Diferentemente do primeiro ciclo (2019–2024), quando o crescimento foi impulsionado por capex acelerado, 2025 vem sendo ancorado em eficiência: rotação de ativos, verticalização de serviços e desintermediação de peças. A aquisição de 60% da Engelog encaixa-se nesse playbook ao combinar um aporte primário modesto com a aplicação do modelo de gestão Armac para redução de custos, mitigação de ociosidade e captura de margens em contratos já estabelecidos em portos e infraestrutura. Além de fortalecer a posição no Nordeste, a frota premium e a carteira de longo prazo facilitam a conversão de EBITDA em caixa, favorecendo disciplina de capital. Essa guinada já havia sido explicitada na migração do “crescer por capex” para “extrair retorno” apresentada no roadshow de 17/10/2025, quando a companhia detalhou a ênfase em retorno, rotação e ganhos operacionais.

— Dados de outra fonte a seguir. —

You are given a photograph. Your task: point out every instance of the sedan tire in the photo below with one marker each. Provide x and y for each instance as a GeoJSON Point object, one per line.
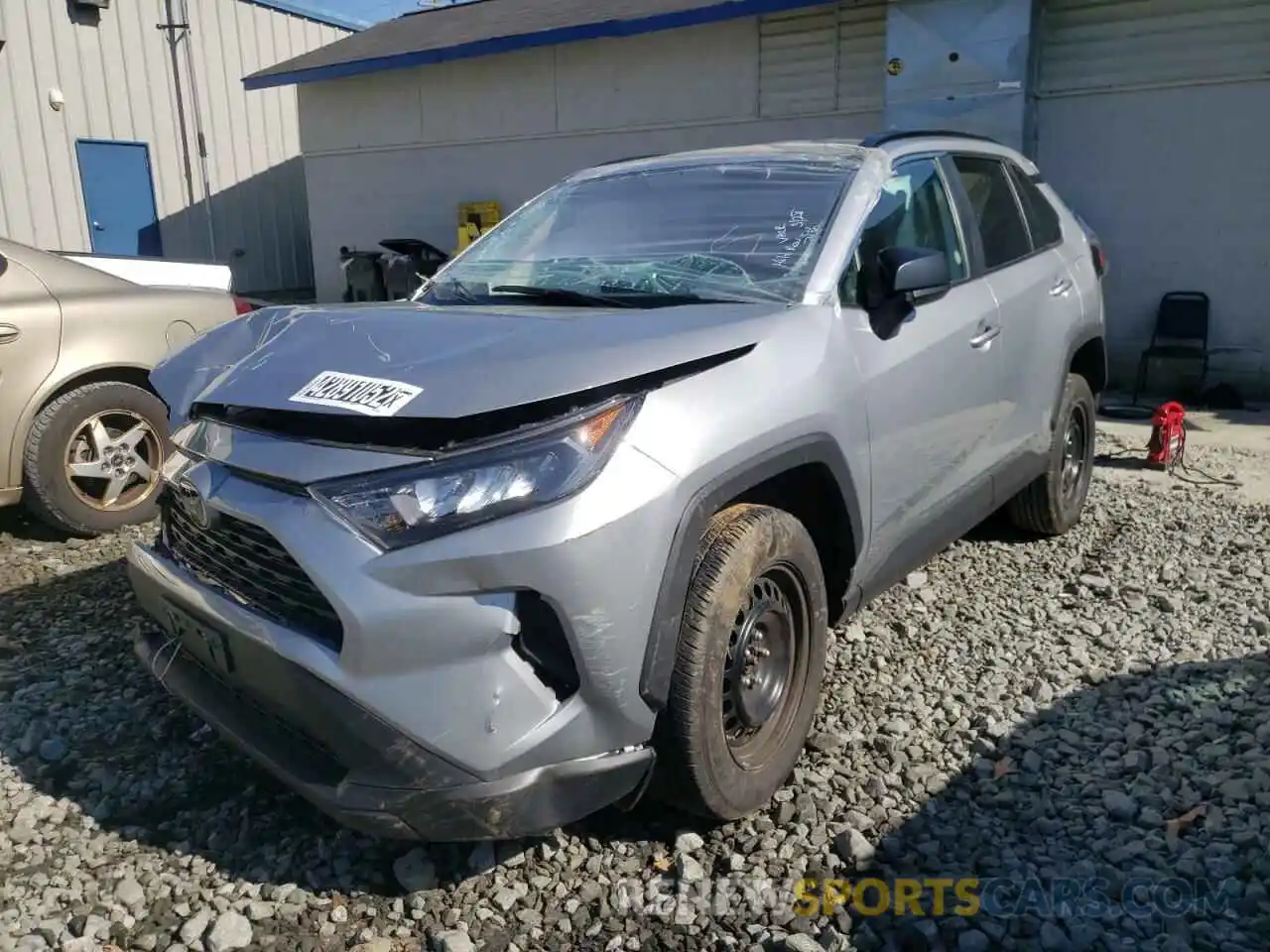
{"type": "Point", "coordinates": [93, 458]}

Na dimensão de governança e alocação, o fato de a operação não ser considerada relevante, não demandar assembleia e não gerar direito de recesso reforça pragmatismo: avançar em crescimento seletivo com baixa diluição de risco, mantendo previsibilidade de caixa. O desenho também conversa com a manutenção de uma remuneração parcimoniosa, calibrada ao ambiente de juros e à geração operacional, sinalizando que o segundo ciclo prioriza retorno sobre capital e estabilidade financeira. Essa coerência aparece na política de dividendos/JCP, que vem sendo ajustada sem comprometer a capacidade de investimento, como na distribuição de JSCP de R$ 21,7 mi aprovada em 09/10/2025.